Out raising an initial round of venture capital this month is a Cambridge startup from some big names: Ric Fulop and Yet-Ming Chiang, co-founders of the battery company A123 Systems, and Chris Schuh, head of the Department of Materials Science at MIT.
The startup, Desktop Metal, is so new that it doesn’t yet have a website or a working prototype. But the objective is to build a 3-D printer that can crank out parts in a range of high-performance metals — think aluminum and titanium — and be quiet and clean enough to sit on a designer’s desktop.
Fulop is leaving behind his role as a full-time venture capitalist at North Bridge Venture Partners of Waltham to focus on Desktop Metal; he says the decision was one he made in the last month or so, but that he’ll remain on the boards of companies he invested in at North Bridge.
“I would’ve probably funded this idea as a VC,” he says. “I got really excited about it, and wanted to do it. The concept is to build the first office-friendly metal 3-D printer, and we’re assembling a team that can build it.” While at North Bridge, Fulop invested in one 3-D printing business, MarkForged of Somerville, whose printers focus on carbon fiber parts. He also invested in the computer-aided design startup Onshape, based in Cambridge. (I covered Onshape back in March.)
Fulop says it’s too early to talk about delivery dates or pricing of the printer, and that the startup is still hiring its engineering team. “We’re in the early, early days of 3-D printing,” he says. “If you think of aviation, we’re at the World War I stage, when planes were made of canvas and wood. This is an industry with a very long arc.” But it’s also an industry where other startups are racing to bring down the price and accessibility of making metal components — like MatterFab, based in San Francisco.

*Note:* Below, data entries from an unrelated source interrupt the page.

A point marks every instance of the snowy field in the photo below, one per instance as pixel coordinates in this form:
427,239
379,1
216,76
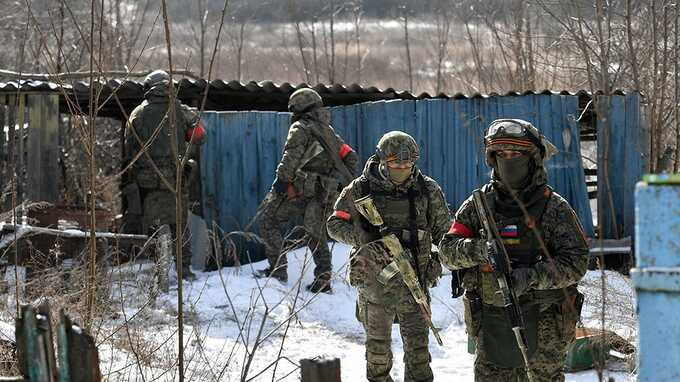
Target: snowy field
219,303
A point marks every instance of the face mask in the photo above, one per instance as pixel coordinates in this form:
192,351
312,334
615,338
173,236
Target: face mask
399,175
514,172
322,115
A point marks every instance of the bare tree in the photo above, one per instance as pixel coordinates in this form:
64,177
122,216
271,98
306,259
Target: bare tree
404,17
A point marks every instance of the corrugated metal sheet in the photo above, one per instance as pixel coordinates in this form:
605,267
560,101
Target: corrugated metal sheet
243,148
622,141
235,95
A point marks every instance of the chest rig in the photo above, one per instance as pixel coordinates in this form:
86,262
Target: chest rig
519,232
406,217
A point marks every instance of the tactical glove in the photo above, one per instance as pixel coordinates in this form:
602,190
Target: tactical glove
279,186
523,279
364,237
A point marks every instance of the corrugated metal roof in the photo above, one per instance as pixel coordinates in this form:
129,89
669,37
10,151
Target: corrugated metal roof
234,95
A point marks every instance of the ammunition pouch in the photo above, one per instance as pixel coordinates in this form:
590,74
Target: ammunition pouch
498,340
568,315
472,309
434,271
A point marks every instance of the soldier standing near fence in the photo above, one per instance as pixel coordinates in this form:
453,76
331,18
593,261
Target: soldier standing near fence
412,208
149,201
315,165
547,249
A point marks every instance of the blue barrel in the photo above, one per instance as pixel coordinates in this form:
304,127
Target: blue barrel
657,280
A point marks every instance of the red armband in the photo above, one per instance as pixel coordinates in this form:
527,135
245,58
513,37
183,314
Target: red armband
460,229
197,131
344,150
342,215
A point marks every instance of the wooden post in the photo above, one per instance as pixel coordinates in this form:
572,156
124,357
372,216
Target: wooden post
78,355
43,148
4,159
164,251
320,370
33,345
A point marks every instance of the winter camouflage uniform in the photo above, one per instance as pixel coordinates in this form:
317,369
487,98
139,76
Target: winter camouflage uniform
307,183
416,205
548,295
149,203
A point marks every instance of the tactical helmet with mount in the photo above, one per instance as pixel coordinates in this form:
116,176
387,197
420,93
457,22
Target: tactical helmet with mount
156,77
304,100
517,135
397,146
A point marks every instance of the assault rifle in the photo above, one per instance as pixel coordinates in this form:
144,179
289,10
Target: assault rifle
499,260
400,261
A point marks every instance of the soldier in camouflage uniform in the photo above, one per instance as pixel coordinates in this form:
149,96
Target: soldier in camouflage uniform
148,198
414,209
548,253
307,183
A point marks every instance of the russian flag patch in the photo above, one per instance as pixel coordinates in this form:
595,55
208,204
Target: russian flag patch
509,231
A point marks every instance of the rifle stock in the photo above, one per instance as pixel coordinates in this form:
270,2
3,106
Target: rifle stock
400,261
497,256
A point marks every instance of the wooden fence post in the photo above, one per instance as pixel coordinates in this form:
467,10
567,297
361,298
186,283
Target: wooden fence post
320,370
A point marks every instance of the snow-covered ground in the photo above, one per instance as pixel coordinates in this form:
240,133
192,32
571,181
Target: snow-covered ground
234,322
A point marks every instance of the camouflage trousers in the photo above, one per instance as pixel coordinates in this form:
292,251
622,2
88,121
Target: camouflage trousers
313,214
158,208
377,320
547,362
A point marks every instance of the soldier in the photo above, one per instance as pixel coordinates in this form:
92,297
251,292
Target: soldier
316,163
148,197
547,250
413,208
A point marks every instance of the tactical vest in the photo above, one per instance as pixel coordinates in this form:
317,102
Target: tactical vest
524,250
518,231
405,215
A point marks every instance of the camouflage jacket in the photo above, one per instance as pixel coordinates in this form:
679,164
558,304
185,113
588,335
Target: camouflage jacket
303,153
564,264
348,226
143,129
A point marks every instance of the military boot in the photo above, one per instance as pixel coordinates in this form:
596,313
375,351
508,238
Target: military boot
320,286
282,276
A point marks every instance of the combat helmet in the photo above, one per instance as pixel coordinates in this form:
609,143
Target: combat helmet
304,100
397,146
156,77
517,135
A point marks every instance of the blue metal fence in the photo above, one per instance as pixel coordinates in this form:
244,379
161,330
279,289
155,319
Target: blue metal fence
243,148
622,140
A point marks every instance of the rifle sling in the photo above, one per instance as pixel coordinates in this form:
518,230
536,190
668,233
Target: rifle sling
335,156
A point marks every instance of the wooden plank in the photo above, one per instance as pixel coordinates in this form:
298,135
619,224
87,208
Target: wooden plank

In July, the analyst firm IDTechEx reported that sales of metal 3-D printers were growing at 48 percent annually. But most of today’s printers that can make metal parts, rather than simply molds that can be used to cast metal parts, cost hundreds of thousands or millions of dollars. Among the early adopters of metal 3-D printers, the IDTechEx report found, were aerospace engineers, jewelers, and dentists making implants and bridges.
Fulop originally joined North Bridge Venture Partners in 2010. The Globe wrote about the rise and fall of A123 Systems in 2012; I covered another startup that MIT prof Yet-Ming Chiang is involved with, 24M Technologies, in June.